OleGetAutoConvert- Hiermee bepaalt u of het register is ingesteld voor objecten van een opgegeven CLSID die automatisch worden geconverteerd naar een andere CLSID. Als dat het is, wordt de nieuwe CLSID opgehaald.
OleGetIconOfClass- Retourneert een ingang naar een metabestand met een pictogram en een tekenreekslabel voor de opgegeven CLSID.
OleGetIconOfFile- Retourneert een ingang naar een metabestand met een pictogram en tekenreekslabel voor de opgegeven bestandsnaam.

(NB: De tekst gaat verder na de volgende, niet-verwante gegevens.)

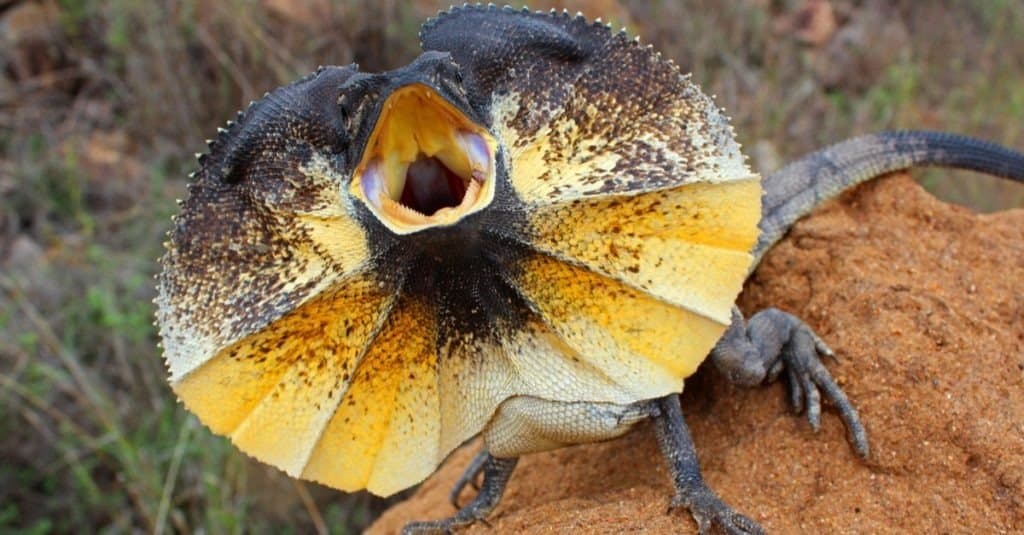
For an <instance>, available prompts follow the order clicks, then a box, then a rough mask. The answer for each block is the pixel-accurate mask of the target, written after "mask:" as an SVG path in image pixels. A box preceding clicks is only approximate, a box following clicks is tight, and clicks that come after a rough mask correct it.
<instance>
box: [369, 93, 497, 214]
mask: <svg viewBox="0 0 1024 535" xmlns="http://www.w3.org/2000/svg"><path fill="white" fill-rule="evenodd" d="M497 147H498V143H497V141H495V139H494V137H492V136H490V134H488V133H487V131H486V130H485V129H483V128H482V127H480V126H478V125H477V124H475V123H474V122H473V121H471V120H470V119H468V118H467V117H466V116H465V115H464V114H463V113H462V112H460V111H459V110H458V109H457V108H455V107H454V106H452V105H451V104H449V102H447V100H445V99H444V98H443V97H441V96H440V95H439V94H437V93H436V92H435V91H434V90H433V89H431V88H429V87H427V86H425V85H422V84H412V85H409V86H406V87H402V88H400V89H398V90H396V91H394V92H393V93H391V95H389V96H388V98H387V100H385V101H384V105H383V107H382V109H381V113H380V116H379V118H378V119H377V123H376V125H374V129H373V131H372V132H371V134H370V137H369V138H368V140H367V145H366V148H365V149H364V153H362V158H361V159H360V160H359V163H358V165H357V166H356V167H355V172H354V174H353V178H352V182H351V186H350V193H351V194H352V195H353V196H355V197H356V198H357V199H359V200H361V201H362V202H364V203H365V204H366V205H367V206H368V207H369V208H370V210H371V212H373V213H374V215H375V216H376V217H377V218H378V219H379V220H380V221H381V222H382V223H384V225H385V227H387V228H388V229H390V230H391V231H392V232H394V233H395V234H411V233H414V232H417V231H421V230H424V229H428V228H432V227H444V225H451V224H454V223H455V222H457V221H459V220H461V219H462V218H464V217H465V216H467V215H469V214H471V213H474V212H477V211H479V210H480V209H482V208H484V207H486V206H487V205H488V204H490V201H492V200H493V199H494V194H495V155H496V153H497Z"/></svg>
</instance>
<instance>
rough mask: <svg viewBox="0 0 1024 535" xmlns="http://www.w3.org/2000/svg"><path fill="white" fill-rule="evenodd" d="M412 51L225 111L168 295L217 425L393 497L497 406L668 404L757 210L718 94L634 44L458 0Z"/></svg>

OleIconToCursor- Converteert een pictogram naar een cursor.
OleRegGetMiscStatus Retourneert diverse informatie over de presentatie en het gedrag dat wordt ondersteund door de opgegeven CLSID uit het register.
OleRegGetUserType- Hiermee haalt u het gebruikerstype van de opgegeven klasse op uit het register.
OleSetAutoConvert- Hiermee geeft u een CLSID voor automatische conversie naar een andere klasse wanneer een object van die klasse wordt geladen.
ProgIDFromCLSID Haalt de ProgID voor een bepaalde CLSID op.
StringFromCLSID Converteert een CLSID naar een tekenreeks met afdrukbare tekens. Verschillende CLSID's worden altijd geconverteerd naar verschillende tekenreeksen.
StringFromGUID2- Converteert een GUID (Globally Unique Identifier) naar een tekenreeks met afdrukbare tekens.
StringFromIID- Converteert een interface-id naar een tekenreeks met afdrukbare tekens.